Don't get mad. I fed the engine some honey yesterday. STP stop smoke. yes I know it's pretty much just a viscosity modifier. That was the point. From experience with my old series 3 Bluebird I can say that stuff "works". In theory it should have made the motor smoke less. In practice it didn't.

The engine sat for about a week, or may be two before I started it. No problems as always except for an empty float bowl. I forgot to prime the system. No big deal.
Ran it for a bit, watching intently. Still as soon as I take it much above idle it smoked like always. Not sure but it may have been a slightly different colour. The smoke still has a smell that I can't pinpoint too. it's so strange!

I have a suspicion I'm looking at a three headed problem here. Hm. Kind of like Cerberus. perhaps the smoke is a combination of too rich, oil smoke and perhaps coolant.
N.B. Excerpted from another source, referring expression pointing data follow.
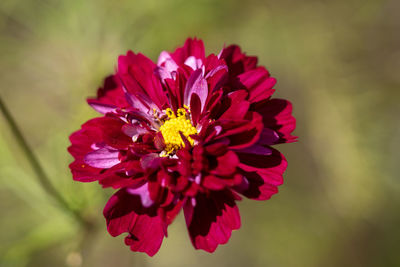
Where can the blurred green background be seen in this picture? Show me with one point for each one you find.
(337, 61)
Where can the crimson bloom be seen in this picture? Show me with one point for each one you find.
(190, 132)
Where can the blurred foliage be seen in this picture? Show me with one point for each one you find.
(337, 61)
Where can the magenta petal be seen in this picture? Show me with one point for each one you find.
(256, 149)
(277, 115)
(124, 212)
(101, 107)
(102, 158)
(211, 218)
(262, 174)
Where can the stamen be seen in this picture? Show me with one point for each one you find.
(172, 126)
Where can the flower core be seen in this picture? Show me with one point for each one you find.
(173, 126)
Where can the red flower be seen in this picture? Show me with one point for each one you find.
(190, 132)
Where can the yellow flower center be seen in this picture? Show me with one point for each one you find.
(173, 125)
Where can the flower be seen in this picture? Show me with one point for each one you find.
(191, 133)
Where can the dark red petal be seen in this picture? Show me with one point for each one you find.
(259, 84)
(109, 97)
(277, 115)
(81, 144)
(236, 106)
(242, 133)
(125, 212)
(192, 47)
(226, 164)
(112, 133)
(102, 158)
(262, 174)
(211, 218)
(237, 61)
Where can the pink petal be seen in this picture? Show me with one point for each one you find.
(102, 158)
(124, 212)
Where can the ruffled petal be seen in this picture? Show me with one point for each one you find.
(129, 211)
(262, 174)
(277, 115)
(192, 47)
(142, 85)
(211, 218)
(109, 97)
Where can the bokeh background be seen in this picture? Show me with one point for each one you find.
(337, 61)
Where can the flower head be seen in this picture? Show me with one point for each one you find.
(190, 132)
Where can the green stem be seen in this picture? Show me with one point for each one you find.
(37, 168)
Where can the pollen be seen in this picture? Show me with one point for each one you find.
(175, 123)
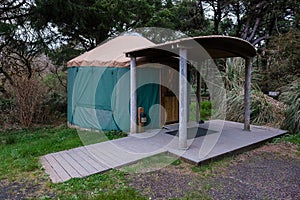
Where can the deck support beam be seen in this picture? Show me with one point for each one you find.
(183, 98)
(133, 96)
(247, 91)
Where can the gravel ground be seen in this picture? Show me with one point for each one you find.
(269, 172)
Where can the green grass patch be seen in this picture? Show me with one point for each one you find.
(20, 149)
(205, 110)
(109, 185)
(292, 138)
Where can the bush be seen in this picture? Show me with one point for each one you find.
(264, 109)
(291, 96)
(29, 97)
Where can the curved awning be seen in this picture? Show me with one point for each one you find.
(215, 46)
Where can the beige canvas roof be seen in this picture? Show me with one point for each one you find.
(111, 53)
(217, 46)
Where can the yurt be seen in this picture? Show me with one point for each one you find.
(99, 86)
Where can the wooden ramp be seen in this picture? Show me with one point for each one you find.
(100, 157)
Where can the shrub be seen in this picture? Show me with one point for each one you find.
(29, 97)
(264, 109)
(291, 96)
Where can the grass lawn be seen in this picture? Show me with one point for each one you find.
(20, 151)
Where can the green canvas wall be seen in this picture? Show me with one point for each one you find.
(98, 97)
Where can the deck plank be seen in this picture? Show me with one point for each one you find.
(91, 160)
(55, 178)
(86, 165)
(75, 165)
(97, 158)
(64, 176)
(66, 165)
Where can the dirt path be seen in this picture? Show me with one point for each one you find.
(269, 172)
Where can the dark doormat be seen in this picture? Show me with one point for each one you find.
(193, 132)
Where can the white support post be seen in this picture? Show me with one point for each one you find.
(133, 95)
(247, 94)
(183, 99)
(198, 94)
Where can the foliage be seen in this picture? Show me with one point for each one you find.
(282, 60)
(7, 111)
(29, 97)
(291, 96)
(205, 110)
(264, 109)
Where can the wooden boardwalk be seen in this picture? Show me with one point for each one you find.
(96, 158)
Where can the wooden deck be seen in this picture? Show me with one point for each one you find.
(100, 157)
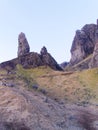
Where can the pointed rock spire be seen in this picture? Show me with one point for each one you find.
(23, 46)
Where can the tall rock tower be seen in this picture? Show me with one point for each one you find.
(94, 60)
(23, 46)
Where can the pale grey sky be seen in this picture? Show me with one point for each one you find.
(50, 23)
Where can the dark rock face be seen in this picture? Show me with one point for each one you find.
(94, 60)
(32, 60)
(23, 46)
(64, 64)
(43, 51)
(83, 43)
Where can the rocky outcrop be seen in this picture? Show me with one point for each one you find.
(32, 60)
(94, 60)
(23, 46)
(83, 43)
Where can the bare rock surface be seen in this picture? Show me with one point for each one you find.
(23, 46)
(83, 43)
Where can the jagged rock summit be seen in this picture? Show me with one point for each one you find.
(23, 46)
(30, 59)
(84, 50)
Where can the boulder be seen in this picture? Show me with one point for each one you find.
(23, 46)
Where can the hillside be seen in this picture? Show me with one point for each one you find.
(44, 99)
(36, 93)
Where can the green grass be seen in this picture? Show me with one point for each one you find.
(78, 87)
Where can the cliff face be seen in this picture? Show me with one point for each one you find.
(32, 60)
(83, 43)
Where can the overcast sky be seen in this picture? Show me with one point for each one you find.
(50, 23)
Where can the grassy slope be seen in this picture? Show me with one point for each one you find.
(78, 87)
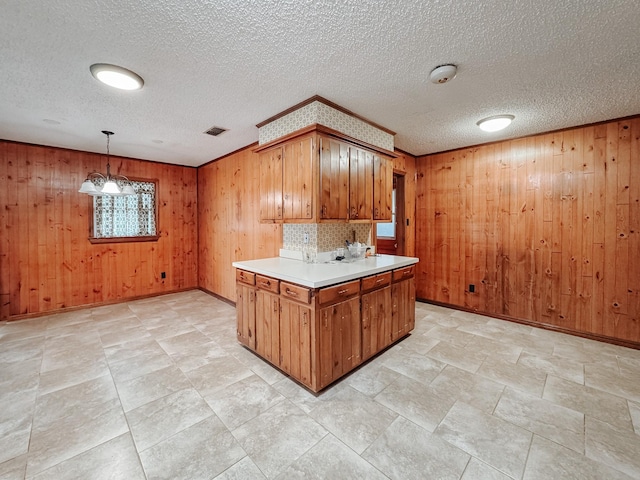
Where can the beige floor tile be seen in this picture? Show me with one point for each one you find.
(278, 437)
(158, 420)
(14, 469)
(406, 451)
(521, 377)
(542, 417)
(423, 369)
(59, 402)
(152, 386)
(416, 401)
(634, 410)
(450, 334)
(495, 349)
(243, 400)
(371, 378)
(590, 401)
(330, 458)
(496, 442)
(455, 384)
(116, 458)
(219, 373)
(71, 434)
(550, 461)
(71, 375)
(201, 451)
(554, 365)
(620, 449)
(469, 360)
(477, 470)
(355, 419)
(243, 470)
(142, 364)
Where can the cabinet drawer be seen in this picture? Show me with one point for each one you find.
(246, 277)
(268, 283)
(376, 281)
(295, 292)
(402, 273)
(339, 292)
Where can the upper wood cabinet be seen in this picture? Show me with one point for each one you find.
(271, 184)
(314, 177)
(286, 181)
(382, 187)
(355, 183)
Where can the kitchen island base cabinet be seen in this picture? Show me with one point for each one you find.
(295, 340)
(339, 340)
(319, 335)
(376, 322)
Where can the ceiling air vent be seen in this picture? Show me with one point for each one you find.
(215, 131)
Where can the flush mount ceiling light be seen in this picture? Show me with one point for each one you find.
(112, 185)
(495, 123)
(116, 76)
(443, 73)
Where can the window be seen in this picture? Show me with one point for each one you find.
(388, 230)
(127, 217)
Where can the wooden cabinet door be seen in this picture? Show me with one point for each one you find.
(295, 340)
(376, 321)
(297, 180)
(360, 184)
(382, 187)
(334, 179)
(246, 314)
(339, 346)
(271, 184)
(268, 326)
(403, 299)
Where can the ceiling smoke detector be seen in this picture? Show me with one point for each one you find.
(215, 131)
(443, 73)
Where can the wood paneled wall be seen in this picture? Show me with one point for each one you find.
(406, 164)
(46, 260)
(229, 220)
(547, 228)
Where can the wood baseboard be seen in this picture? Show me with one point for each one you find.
(27, 316)
(219, 297)
(546, 326)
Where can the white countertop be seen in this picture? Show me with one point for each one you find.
(316, 275)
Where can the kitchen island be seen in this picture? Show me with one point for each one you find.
(317, 322)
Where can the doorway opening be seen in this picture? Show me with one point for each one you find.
(390, 237)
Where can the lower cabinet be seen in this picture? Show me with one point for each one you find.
(319, 335)
(295, 340)
(376, 321)
(246, 314)
(268, 325)
(403, 294)
(340, 344)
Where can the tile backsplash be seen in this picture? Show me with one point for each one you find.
(325, 237)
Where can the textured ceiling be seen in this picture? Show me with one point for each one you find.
(235, 63)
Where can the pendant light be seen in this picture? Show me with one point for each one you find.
(112, 185)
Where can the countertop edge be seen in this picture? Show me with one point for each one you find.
(276, 268)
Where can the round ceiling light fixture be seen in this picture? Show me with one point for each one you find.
(443, 73)
(495, 123)
(117, 77)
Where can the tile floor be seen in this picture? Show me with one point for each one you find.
(159, 388)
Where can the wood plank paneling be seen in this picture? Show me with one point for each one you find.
(553, 219)
(46, 259)
(229, 221)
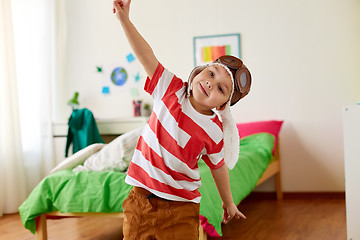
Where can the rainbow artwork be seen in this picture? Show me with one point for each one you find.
(210, 53)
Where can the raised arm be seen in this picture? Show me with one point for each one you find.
(140, 47)
(221, 178)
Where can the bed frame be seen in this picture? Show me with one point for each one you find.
(274, 169)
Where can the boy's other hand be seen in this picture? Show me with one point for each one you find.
(121, 9)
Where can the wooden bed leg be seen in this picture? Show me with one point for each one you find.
(41, 228)
(202, 233)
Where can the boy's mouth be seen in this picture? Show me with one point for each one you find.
(203, 89)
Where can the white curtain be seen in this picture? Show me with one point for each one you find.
(12, 171)
(26, 137)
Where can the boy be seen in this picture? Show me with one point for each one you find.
(164, 202)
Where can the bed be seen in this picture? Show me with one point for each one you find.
(66, 193)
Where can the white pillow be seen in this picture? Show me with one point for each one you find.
(116, 155)
(79, 157)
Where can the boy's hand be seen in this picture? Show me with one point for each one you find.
(230, 212)
(121, 9)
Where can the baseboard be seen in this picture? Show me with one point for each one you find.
(298, 195)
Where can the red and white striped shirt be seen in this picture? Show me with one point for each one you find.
(165, 161)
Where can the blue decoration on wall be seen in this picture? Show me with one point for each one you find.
(119, 76)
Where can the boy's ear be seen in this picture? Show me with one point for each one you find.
(222, 107)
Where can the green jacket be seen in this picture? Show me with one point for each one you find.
(82, 131)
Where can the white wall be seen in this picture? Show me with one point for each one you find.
(303, 55)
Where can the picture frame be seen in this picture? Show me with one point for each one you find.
(209, 48)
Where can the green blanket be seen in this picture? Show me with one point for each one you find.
(68, 191)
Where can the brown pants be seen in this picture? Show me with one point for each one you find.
(149, 217)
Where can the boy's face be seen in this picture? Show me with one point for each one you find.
(211, 88)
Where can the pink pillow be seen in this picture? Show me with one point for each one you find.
(272, 127)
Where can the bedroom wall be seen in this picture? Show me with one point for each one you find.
(303, 55)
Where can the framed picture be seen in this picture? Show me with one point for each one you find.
(209, 48)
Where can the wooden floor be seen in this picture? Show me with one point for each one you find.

If a glycol based coolant burns in a very small amount will it smell sweet? I know I said earlier but I'm using a non-glycol corrosion inhibitor for now because it's cheap and I keep rearranging the cooling system. I'm almost considering switching to glycol based just for the smell change. If the exhaust smoke smell changes or the colour changes I know there's glycol coolant in there.
The corrosion inhibitor I'm using right now burns white. not just steam, smoke. It had a leak on the exhaust so I know this for certain. It also leaves a white residue on the ground that won't go away :( It smells kind of spicy when it burns. I think I may smell it in the exhaust but also I may be wrong because the smell is hard to differentiate from the exhaust. man I hope it's not getting in there.